Male Annual
It;s a bit different from the sort of annuals I used to get for Christmas when I was a kid - the TV21 Annual never had a cover like that, for sure. The Male Annual was published for several years in the sixties, seventies and eighties, as a supplement to the monthly men's magazine Male, printing original material. Despite being labelled an 'annual', throughout the seventies it usually published twice a year, (sometimes supplemented by a 'Best of' compilation of the monthly magazine comprised of reprints from that year). This is the second 1975 issue, published at a time when the monthly magazine was transitioning from being a traditional men's magazine to a full on sex-orientated publication with lots of nude pin ups. Consequently, this is the last issue of the annual featuring stories like 'Meet a Real "Death Wish" Vigilante' or 'The King of Sex Slavers Wore Pink Panties'. (Actually, I'm told that guys who are on the road a lot favour women's underwear as they are easier to wash in an hotel room basin and dry quickly. Apparently Cary Grant swore by them). The shift in content, however, is evident in such things as the 'Sex in the USA' special section and story titles like 'The Bordello Hall of Fame' and 'Nymphomaniacs, Love Foods, Breasts, Pornography, Perversions'. Whereas the content in traditional men's magazines merely titillated, with suggestive titles, now the emphasis on sex was blatant and obvious.

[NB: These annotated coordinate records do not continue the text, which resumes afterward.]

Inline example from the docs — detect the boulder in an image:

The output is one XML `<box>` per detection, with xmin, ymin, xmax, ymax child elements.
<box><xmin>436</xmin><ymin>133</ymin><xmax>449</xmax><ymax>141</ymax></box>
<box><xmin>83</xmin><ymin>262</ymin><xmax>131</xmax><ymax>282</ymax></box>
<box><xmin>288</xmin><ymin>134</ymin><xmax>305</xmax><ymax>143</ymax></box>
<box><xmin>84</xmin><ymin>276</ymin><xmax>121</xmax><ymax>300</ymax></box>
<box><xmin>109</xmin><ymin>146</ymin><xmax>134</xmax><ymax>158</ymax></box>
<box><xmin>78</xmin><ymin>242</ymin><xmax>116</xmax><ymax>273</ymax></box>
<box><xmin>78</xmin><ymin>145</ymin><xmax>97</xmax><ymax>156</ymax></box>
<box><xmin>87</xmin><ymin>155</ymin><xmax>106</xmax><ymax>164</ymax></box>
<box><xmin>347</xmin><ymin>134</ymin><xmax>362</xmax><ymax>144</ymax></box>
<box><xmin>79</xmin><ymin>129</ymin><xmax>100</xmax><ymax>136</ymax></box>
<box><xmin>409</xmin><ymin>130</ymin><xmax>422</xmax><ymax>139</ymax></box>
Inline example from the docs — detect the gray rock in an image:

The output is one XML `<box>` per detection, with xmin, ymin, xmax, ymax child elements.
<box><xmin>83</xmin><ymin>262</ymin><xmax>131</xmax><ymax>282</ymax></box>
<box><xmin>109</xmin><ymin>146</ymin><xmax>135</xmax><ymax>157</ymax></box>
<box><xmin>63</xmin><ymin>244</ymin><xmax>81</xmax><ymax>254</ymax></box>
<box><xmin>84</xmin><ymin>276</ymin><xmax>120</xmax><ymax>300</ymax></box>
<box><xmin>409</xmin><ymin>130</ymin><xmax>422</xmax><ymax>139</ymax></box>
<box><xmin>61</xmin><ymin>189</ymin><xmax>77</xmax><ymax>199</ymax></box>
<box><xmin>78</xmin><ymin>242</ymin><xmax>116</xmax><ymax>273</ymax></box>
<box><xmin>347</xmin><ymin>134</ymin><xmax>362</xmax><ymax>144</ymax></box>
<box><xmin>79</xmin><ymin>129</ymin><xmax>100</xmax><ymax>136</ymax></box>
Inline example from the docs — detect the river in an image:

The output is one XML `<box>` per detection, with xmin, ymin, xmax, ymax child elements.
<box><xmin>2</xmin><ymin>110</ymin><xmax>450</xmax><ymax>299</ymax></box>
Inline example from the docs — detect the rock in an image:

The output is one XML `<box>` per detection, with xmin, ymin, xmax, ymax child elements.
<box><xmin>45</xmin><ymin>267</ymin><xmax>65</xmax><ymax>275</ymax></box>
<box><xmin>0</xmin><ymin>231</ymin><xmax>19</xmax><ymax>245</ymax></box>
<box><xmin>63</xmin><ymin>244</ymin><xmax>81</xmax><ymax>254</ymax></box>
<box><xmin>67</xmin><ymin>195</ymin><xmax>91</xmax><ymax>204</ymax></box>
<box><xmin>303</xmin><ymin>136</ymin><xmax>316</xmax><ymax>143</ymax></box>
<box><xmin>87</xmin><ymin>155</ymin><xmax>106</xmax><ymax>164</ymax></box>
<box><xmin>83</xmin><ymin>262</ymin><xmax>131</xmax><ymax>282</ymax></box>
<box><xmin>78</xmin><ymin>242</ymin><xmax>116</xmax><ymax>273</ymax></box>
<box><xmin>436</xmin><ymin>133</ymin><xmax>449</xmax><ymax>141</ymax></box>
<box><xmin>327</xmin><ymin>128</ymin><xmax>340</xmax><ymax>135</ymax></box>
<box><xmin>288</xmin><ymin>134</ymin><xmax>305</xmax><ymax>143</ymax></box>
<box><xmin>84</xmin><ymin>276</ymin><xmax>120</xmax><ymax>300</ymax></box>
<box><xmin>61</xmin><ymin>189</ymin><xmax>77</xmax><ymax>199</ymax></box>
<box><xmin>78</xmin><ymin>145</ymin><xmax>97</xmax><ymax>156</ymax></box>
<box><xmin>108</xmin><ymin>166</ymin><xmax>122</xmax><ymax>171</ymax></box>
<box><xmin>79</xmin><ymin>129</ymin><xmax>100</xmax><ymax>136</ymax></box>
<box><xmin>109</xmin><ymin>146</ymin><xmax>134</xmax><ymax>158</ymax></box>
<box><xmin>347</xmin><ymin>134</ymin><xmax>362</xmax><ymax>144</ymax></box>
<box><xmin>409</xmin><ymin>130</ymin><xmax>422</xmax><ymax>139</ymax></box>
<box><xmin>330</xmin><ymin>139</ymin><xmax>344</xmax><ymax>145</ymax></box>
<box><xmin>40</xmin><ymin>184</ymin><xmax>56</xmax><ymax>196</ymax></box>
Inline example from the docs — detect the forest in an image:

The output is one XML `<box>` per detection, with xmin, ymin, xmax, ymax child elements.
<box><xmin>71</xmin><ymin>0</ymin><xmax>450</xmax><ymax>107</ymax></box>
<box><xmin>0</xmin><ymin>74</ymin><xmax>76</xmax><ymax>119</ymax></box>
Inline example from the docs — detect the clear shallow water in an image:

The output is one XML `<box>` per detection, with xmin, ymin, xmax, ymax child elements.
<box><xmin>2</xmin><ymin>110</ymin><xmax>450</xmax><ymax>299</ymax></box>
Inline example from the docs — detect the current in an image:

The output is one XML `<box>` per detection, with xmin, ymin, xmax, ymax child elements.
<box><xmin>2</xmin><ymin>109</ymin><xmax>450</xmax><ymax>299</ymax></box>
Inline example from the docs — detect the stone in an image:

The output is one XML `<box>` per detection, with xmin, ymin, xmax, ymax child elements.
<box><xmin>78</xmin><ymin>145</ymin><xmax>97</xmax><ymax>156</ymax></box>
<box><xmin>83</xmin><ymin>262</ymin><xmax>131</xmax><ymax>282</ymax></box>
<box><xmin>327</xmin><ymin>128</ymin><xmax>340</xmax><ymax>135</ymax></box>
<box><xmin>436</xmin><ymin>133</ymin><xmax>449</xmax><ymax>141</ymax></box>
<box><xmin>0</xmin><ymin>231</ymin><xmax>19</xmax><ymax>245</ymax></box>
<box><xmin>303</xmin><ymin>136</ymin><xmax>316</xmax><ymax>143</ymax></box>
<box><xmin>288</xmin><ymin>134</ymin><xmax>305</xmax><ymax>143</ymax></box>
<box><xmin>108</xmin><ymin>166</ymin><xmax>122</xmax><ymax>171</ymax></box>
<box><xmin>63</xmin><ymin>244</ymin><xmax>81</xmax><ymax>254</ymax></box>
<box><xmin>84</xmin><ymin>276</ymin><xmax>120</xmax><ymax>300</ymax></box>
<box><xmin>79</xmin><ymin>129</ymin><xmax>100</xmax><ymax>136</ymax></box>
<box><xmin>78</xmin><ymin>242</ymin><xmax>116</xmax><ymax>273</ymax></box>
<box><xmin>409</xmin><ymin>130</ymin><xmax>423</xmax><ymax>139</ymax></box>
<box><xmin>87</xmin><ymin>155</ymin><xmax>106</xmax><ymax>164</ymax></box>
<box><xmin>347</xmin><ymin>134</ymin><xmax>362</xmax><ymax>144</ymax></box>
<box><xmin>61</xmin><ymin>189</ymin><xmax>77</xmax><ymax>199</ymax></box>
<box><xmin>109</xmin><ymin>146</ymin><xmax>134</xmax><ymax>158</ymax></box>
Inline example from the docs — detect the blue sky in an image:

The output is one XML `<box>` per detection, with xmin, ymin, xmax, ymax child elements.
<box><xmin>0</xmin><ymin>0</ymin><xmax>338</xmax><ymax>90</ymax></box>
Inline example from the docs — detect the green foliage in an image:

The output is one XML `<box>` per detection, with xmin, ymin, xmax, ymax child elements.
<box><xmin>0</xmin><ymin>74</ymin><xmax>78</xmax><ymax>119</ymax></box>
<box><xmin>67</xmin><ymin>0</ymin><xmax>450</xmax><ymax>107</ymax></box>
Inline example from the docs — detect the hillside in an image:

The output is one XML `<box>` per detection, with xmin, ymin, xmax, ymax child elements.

This transition in content was deemed necessary for survival by many of the remaining men's magazines as the seventies wore on. TV and comic books increasingly provided the kind of cheap thrills previously provided by the fake 'true' stories in the magazines, while low budget movies were becoming ever more explicit in their depictions of sex and violence. By the middle of 1976 the parent monthly version of Male had completed its move to more soft core content, with the May issue featuring, for the first time, a fully bared breast. The change allowed the magazine to carry on publication into the early eighties - thirty years after its first appearance in mid-1951. Male went onto a monthly publication schedule in 1953, which it maintained until the late seventies, when it began to falter, making it one of the longest running and regular of the men's magazines. The Male Annual first appeared in 1963, running until 1977, (there was a 'Best of' compilation in 1979). It seems to have started putting out multiple issues each year in 1970, with the numbering system indicating that there might have been as many as four issues that year (making it a quarterly rather than an annual). The numbering of the issues was suspect, though, with the first 1971 issue being numbered 'six', despite the previous annual having been 'eleven' and the next 'thirteen', so there could well have been only two issues in 1970, ('eight' and 'eleven'). Whatever the vagaries of the numbering system, Male Annual had a remarkably consistent run for over ten years.